Mr Antoine Junique (CERN)

Description

A major upgrade of the ALICE Detector is underway during LHC LS2 (2019-2020). This includes a new Inner Tracking System (ITS) consisting of seven cylindrical layers of CMOS Monolithic Active Pixel Sensors. The building blocks of each layer are azimuthal elements called Staves.

The Inner Layer Staves are made of a carbon fiber support structure (spaceframe), a carbon fiber cold plate and a Hybrid Integrated Circuit (HIC) consisting of Pixel Chips and passive components bonded onto an aluminum polyimide Flexible Printed Circuit (FPC).

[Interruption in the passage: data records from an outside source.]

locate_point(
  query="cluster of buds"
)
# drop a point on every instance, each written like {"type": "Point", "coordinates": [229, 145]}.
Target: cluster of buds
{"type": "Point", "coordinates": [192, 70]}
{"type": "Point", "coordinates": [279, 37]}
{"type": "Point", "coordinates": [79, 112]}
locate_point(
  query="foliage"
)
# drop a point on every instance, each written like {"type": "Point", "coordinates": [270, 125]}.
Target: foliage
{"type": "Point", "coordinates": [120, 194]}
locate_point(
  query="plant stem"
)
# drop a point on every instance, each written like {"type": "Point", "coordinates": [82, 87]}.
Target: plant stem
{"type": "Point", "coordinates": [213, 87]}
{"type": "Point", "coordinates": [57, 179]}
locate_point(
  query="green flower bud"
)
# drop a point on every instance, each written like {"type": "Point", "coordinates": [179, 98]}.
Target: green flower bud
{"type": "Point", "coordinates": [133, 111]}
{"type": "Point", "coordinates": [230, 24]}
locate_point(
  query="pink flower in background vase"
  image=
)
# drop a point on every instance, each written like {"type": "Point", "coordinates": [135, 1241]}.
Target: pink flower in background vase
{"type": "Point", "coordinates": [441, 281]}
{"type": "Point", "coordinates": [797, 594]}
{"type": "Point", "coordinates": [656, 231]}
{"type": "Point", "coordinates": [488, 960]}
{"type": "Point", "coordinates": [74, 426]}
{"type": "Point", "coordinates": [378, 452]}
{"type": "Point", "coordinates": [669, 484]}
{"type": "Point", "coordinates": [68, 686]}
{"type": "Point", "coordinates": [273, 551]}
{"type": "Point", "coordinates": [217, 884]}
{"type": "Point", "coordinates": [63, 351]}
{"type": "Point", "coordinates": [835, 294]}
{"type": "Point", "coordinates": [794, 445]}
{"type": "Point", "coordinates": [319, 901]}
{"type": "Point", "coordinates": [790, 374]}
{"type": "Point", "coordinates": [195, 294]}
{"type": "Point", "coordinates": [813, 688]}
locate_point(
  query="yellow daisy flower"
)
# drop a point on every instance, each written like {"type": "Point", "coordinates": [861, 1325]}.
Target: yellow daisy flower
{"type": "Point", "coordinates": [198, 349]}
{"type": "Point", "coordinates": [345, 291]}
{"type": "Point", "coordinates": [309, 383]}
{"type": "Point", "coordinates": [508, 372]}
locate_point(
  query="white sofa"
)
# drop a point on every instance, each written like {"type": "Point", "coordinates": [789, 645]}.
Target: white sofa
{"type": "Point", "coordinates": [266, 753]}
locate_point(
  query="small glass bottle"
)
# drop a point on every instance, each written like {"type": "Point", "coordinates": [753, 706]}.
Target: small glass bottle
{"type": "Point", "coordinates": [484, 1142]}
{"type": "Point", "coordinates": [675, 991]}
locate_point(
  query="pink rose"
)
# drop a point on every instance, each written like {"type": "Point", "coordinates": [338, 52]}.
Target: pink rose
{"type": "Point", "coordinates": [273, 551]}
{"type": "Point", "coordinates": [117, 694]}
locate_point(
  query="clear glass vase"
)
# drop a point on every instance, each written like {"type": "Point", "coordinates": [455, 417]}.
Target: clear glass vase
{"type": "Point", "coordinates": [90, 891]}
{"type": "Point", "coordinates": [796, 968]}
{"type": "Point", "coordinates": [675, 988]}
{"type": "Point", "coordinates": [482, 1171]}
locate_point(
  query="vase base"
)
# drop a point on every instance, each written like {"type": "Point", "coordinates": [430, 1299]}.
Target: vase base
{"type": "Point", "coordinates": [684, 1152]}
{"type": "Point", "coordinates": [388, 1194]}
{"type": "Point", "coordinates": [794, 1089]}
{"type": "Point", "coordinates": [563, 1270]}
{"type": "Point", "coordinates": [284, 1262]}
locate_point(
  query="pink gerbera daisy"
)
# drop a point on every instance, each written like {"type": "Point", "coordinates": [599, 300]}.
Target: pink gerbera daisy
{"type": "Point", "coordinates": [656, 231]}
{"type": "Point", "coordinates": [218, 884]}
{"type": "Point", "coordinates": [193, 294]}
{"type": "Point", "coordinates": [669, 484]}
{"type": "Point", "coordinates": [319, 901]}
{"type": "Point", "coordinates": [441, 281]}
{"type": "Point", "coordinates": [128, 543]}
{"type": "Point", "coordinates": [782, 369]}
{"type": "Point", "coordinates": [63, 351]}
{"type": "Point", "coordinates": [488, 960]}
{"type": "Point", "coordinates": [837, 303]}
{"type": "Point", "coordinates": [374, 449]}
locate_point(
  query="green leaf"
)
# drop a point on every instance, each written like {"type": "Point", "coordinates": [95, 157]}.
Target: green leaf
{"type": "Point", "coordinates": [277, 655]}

This contribution will describe the Inner Layers Staves, the manufacturing processes and the quality assurance methodologies.

Summary

A major upgrade of the ALICE Detector is underway during LHC LS2 (2019-2020) to enhance its measurement and data recording capabilities. This includes a new Inner Tracking System (ITS) which consists of seven concentric cylindrical layers of CMOS Monolithic Active Pixel Sensors. The basic building blocks of the detector are azimuthal segments called Staves, extending over the whole length of each layer.
The staves of the three inner layers are 30 cm long. Those of the middle and outer layers are 92 cm and 154 cm long.
The radial distances from the beam line of the three innermost layers are 23, 31 and 39 mm. The radial distance of the outermost layer is 39 cm.

The staves constituting the three innermost layers (Inner Barrel) are identical. They feature an unprecedented low material budget of 0.357% X0.

They are made of a carbon fiber support structure (spaceframe), a cold plate, and a Hybrid Integrated Circuit (HIC). The cold plate is a sheet of high thermal-conductivity carbon fiber with embedded polyimide cooling pipes.

The HIC of the Inner Layers consists of the assembly of a Flexible Printed Circuit (FPC), nine Pixel Sensors and passive components. The FPC has two Aluminum layers (25 µm thick) on a 75 µm thick polyimide substrate. Its design has to satisfy stringent constraints. The FPC distributes the analog and digital supplies and the reverse-bias voltage for the sensors. The traces for the readout of data at 1.2 Gb/s and for the slow control of the chips are routed without through-vias. The FPC and the chip floorplan were co-designed to make a stack-up of the FPC with only two layers possible and to spread the connections of the supplies over the entire surface of the chips.
The manufacturing of the FPC is very demanding. The thickness of the conductive layers, the cleanliness and roughness of bonding surfaces, and the resistance of metals are verified after production to ensure the required quality.

The assembly of the Inner Barrel HICs employs innovative techniques and demands constant monitoring, particularly against contaminations by small foreign bodies, that can damage the 50 µm thick chips.
Custom developed machines are used to test and align the pixel sensors on assembly jigs. Next, glue is carefully spread onto the FPC before it is flipped and placed on top of the pre-aligned chips. After curing and inspections, this assembly is then wire bonded with an innovative technique of bonding through holes in the FPC itself. Finally, the assembled HIC is glued onto the cold plate and support structures to form an Inner Barrel Stave. Electrical tests are carried out at several steps during the assembly process.

This contribution will describe the engineering and manufacturing of the Inner Barrel Staves, and the quality assurance methods. It will discuss challenges, findings and lessons learnt.